Kevin Habicht: Yes. Good question. Yes. So it was about in the way we think about it, it was about $188 million, which is close to the number you’re talking about. And it probably be a touch lower in 23 as the rent deferral repayment slowdown, and so that will take a little bit out of that number. So the number in our mind is and we would suggest others think about is about $180 million of free cash flow after all expenses, all dividends being available to fund acquisitions.
Ronald Kamdem: Got it. And then my last one if I could sneak it in. Just on cap rates, I guess, I’m surprised they are not rising faster sooner more quickly, you guys are well capitalized and can be opportunistic. You had a little bit of a bump in 4Q. But again, maybe asking the question before, why shouldn’t we expect cap rates to be up 25, 50 basis points higher in a pretty in a hurry here.
Steve Horn: The deals that we started pricing near the end of the fourth quarter that are going to close in the first quarter is where we’re seeing that 30 to 40 basis points again and we’re starting to see the deals that we’re pricing today, which most likely we closed in the second quarter, we’re seeing the market accept the higher cap rate. Now when I say the market, that’s the sale-leaseback market where they seem to be a little bit more sophisticated and they have access or they do a debt cost, I should say, which they may or may not be able to get, but they are also seeing the pricing significantly higher. Now the 10/31 market is still fairly robust, that we’re not seeing the increase in that market unless you’re willing to do 5, 6 years or 10-year leases, then you can get the bump.
But yes, 10/31 market is still holding a little sticky. But the sale leaseback market, they are understanding the our cost of debt increased and they are accepting the cap rate increase.

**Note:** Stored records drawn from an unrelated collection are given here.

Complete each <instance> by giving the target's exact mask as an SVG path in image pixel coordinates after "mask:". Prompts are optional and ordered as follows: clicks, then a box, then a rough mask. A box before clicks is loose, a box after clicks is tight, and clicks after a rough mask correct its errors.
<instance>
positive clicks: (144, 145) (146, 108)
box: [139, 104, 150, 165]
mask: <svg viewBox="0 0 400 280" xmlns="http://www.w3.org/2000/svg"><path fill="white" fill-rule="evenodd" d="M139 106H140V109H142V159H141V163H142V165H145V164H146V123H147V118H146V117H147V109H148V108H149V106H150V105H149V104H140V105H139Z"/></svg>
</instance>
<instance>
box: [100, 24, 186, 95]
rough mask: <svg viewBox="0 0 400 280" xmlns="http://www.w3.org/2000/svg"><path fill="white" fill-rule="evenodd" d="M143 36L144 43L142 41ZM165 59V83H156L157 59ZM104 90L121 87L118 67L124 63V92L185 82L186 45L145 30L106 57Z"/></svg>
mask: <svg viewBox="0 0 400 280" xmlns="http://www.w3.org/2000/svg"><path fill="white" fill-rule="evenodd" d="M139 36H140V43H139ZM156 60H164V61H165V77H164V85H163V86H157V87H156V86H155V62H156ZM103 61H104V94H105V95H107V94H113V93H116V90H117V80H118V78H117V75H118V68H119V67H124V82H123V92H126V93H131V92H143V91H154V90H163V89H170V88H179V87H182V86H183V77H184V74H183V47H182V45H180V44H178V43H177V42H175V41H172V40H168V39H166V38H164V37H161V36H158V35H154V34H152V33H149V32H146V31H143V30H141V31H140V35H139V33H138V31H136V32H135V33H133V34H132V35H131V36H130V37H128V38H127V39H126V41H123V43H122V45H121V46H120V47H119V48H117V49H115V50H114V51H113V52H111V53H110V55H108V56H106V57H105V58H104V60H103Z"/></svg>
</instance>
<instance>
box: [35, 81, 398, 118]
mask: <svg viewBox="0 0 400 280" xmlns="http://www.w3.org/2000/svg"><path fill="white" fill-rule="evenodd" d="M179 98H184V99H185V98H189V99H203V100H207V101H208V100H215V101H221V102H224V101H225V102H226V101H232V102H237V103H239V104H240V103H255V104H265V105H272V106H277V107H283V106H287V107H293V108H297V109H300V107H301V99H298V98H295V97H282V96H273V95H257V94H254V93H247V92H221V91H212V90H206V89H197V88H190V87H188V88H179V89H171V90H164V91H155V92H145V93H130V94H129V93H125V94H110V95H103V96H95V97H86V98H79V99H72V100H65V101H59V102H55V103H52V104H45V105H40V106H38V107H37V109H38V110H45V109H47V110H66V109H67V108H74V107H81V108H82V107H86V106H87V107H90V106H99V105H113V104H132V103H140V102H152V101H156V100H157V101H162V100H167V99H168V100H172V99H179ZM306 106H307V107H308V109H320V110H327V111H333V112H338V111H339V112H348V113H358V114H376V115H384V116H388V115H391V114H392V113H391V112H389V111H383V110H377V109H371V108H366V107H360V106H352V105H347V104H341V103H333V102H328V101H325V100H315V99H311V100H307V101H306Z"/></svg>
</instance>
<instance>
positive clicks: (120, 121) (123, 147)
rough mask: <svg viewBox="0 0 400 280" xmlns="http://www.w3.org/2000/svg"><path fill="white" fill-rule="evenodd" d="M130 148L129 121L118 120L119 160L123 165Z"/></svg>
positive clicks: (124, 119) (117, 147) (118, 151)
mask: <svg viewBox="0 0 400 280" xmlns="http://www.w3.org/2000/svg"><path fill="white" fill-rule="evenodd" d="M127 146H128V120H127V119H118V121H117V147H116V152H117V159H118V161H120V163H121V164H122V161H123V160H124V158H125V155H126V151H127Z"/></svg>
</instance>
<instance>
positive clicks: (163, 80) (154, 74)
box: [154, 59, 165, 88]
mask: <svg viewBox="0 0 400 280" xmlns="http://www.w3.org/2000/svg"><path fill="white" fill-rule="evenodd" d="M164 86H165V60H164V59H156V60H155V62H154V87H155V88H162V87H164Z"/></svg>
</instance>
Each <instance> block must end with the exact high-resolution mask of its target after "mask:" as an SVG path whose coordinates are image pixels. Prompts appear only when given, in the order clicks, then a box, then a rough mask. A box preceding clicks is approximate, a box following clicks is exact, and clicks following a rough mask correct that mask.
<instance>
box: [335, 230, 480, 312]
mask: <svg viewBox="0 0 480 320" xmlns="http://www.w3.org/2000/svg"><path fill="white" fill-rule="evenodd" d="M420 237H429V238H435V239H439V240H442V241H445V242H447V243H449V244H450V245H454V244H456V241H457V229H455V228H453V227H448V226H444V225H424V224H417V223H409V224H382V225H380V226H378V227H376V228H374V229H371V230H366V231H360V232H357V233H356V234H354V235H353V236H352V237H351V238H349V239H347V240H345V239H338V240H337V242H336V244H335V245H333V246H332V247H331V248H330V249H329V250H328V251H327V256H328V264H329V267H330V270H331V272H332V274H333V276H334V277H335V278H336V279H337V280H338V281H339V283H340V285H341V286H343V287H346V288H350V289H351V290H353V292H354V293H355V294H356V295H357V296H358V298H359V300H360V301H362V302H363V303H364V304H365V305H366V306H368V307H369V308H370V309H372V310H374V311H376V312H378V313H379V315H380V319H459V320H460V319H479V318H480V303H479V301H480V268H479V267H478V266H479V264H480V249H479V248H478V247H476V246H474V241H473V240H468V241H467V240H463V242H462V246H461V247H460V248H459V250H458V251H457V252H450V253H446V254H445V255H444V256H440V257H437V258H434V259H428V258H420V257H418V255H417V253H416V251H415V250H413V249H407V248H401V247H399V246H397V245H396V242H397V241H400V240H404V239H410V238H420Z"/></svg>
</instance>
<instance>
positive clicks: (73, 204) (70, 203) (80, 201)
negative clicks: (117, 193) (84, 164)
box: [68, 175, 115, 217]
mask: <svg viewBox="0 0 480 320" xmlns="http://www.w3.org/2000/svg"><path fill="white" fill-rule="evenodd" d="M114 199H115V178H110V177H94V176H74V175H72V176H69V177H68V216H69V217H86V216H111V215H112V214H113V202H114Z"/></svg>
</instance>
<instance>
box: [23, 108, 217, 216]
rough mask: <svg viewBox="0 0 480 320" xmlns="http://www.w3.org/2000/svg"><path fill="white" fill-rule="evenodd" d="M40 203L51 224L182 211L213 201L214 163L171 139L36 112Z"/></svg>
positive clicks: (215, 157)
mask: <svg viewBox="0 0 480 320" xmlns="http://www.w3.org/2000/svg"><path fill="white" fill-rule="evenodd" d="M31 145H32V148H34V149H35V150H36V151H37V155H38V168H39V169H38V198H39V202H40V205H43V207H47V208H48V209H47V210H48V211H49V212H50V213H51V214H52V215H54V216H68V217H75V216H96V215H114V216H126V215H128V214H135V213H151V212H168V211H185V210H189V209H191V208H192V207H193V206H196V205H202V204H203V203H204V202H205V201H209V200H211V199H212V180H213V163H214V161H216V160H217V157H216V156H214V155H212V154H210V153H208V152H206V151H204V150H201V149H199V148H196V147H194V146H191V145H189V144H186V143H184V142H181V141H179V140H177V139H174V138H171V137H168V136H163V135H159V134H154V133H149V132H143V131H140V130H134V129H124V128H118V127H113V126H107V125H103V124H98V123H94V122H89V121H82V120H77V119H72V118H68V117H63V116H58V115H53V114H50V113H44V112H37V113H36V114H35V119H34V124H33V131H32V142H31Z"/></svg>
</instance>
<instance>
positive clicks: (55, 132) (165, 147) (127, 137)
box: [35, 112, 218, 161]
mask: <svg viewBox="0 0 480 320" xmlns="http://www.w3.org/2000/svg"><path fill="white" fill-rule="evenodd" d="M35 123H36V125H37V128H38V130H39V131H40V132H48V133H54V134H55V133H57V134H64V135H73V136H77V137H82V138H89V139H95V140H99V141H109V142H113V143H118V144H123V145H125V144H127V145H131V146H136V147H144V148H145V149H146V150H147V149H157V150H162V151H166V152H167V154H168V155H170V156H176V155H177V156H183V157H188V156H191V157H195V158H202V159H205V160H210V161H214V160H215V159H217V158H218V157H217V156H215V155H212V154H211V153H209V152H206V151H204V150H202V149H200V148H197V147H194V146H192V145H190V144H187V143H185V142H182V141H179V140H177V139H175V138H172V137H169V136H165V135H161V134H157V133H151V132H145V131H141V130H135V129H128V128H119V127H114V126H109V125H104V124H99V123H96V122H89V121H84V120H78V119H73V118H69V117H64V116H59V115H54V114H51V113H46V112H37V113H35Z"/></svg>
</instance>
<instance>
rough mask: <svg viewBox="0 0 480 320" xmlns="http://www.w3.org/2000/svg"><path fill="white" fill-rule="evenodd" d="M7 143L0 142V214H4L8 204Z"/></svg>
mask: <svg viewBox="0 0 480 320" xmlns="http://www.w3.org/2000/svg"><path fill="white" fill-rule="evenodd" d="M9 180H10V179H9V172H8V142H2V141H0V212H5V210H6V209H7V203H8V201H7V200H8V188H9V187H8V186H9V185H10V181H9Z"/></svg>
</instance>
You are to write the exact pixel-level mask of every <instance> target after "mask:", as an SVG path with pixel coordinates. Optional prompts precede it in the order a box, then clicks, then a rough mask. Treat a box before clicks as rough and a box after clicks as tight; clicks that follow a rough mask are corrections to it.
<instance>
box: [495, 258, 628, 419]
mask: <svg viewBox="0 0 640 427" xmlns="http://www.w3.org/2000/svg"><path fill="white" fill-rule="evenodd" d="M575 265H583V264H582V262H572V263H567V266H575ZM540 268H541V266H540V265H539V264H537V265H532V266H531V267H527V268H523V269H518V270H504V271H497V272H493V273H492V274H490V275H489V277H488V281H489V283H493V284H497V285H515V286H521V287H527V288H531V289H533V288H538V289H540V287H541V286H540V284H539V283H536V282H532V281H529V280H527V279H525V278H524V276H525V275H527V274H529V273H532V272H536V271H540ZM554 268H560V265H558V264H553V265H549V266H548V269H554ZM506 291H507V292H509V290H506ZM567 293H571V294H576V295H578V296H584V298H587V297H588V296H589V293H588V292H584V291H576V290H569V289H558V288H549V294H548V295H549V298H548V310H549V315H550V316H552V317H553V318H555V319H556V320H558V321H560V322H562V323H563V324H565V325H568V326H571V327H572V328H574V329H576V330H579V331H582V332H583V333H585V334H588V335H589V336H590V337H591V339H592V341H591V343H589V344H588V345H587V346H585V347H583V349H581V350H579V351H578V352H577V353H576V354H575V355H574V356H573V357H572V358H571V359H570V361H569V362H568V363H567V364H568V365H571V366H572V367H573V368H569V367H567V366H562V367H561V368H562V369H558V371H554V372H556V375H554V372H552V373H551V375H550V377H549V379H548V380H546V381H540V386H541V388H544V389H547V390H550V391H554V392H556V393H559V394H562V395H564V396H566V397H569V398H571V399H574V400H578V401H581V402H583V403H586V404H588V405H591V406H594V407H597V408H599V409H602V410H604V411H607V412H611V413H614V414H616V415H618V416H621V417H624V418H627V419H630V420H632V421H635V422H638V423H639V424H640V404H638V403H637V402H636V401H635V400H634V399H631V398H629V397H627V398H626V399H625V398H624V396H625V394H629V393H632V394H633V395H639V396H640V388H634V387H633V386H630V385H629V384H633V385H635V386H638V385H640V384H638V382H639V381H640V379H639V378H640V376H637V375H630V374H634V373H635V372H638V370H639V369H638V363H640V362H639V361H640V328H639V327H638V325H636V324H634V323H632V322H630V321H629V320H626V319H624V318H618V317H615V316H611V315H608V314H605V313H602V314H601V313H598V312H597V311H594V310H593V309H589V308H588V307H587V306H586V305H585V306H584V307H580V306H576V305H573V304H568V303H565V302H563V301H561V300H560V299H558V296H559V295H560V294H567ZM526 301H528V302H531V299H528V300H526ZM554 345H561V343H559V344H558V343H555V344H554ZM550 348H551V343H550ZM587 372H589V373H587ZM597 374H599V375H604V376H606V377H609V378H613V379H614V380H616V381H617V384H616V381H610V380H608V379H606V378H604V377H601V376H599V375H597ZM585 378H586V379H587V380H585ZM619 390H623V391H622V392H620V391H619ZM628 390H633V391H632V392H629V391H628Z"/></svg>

Ronald Kamdem: Great. Thank you.
Operator: Thank you very much. Your next question is coming from Nick Joseph of Citi. Nick, your line is live.
Nick Joseph: Thanks. Maybe just on that last comment, what was kind of as the 10/31 market there and maybe compress some of that bid-ask spread that we’re currently seeing?
Steve Horn: You say that first part again, Nick, can you? Kind of broke up on me.
Nick Joseph: Yes. No, it’s really kind of the bid-ask spread, particularly on the 10/31 market. How do you see that playing out? What could actually make that start to close and see some more deals come through that channel versus the sale leaseback?
Steve Horn: Nick. I mean we are always looking through the 10/31 market but it’s such a small portion of our deal flow comes from the 10/31 market that I’m not really dialed in what it’s going to take to close that gap. If I had to speculate, the assets that are $15 million to $25 million in the 10/31 market, you are going to see the bid-ask spread close on those because you might require debt to buy them where the $2 million to $5 million, there is so much cash out there still that don’t require financing. I don’t see those cap rates moving all that much. But people are wanting to take the 4.5%, 5% returns.